In September, 166 letters and handwritten documents reflecting the 1950s' campaign appeared in an auction catalog in Hong Kong. Showing the country's will to collect the historical items, the National Cultural Heritage Administration contacted China Guardian Auctions, which had organized the sale.
To avoid the letters from going overseas, Guardian Auctions successfully bid for them at their own auction and donated them to the administration. They were transferred to the national library's permanent collection on Thursday when the exhibition started.
"These letters are priceless treasures that are a grand page of history," Chen Dongsheng, founder of Guardian Auctions, says. "The process of their return went smoothly. It was best that they were handed back to the country."
Guan Qiang, deputy director of the National Cultural Heritage Administration, says the letters will also provide key references for their upcoming work.
"The letters make our understanding of the historic rescue clearer," Guan says. "With further study, they can inspire the repatriation of more lost Chinese cultural relics from overseas."

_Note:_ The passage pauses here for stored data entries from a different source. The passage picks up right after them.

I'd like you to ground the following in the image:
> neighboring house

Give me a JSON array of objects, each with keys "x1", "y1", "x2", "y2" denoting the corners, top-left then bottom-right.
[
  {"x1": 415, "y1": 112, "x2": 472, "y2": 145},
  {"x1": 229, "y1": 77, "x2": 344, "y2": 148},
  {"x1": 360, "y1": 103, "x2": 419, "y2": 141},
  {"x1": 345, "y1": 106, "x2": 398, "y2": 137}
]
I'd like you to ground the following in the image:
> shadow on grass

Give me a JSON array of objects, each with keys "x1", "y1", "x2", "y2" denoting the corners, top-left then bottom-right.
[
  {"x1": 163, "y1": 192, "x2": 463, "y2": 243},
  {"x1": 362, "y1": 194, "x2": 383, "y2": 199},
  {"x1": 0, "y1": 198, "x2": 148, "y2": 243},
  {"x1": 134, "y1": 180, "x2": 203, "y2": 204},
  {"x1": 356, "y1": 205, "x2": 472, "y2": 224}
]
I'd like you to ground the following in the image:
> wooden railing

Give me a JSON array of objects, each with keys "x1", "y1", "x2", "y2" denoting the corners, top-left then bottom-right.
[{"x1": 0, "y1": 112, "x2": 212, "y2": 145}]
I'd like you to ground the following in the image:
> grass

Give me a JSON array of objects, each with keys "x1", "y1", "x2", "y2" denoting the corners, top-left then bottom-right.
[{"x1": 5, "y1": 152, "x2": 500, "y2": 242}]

This year marked a milestone in terms of bringing lost treasures back. Through negotiation and international judicial cooperation, 1,167 Chinese artifacts were returned from the United States, Italy and Japan, among other countries.
The process perhaps just echoes a Zheng slogan: "As long as it is a national treasure, we have to make our best effort."
The exhibition at the National Library of China runs through Feb 26.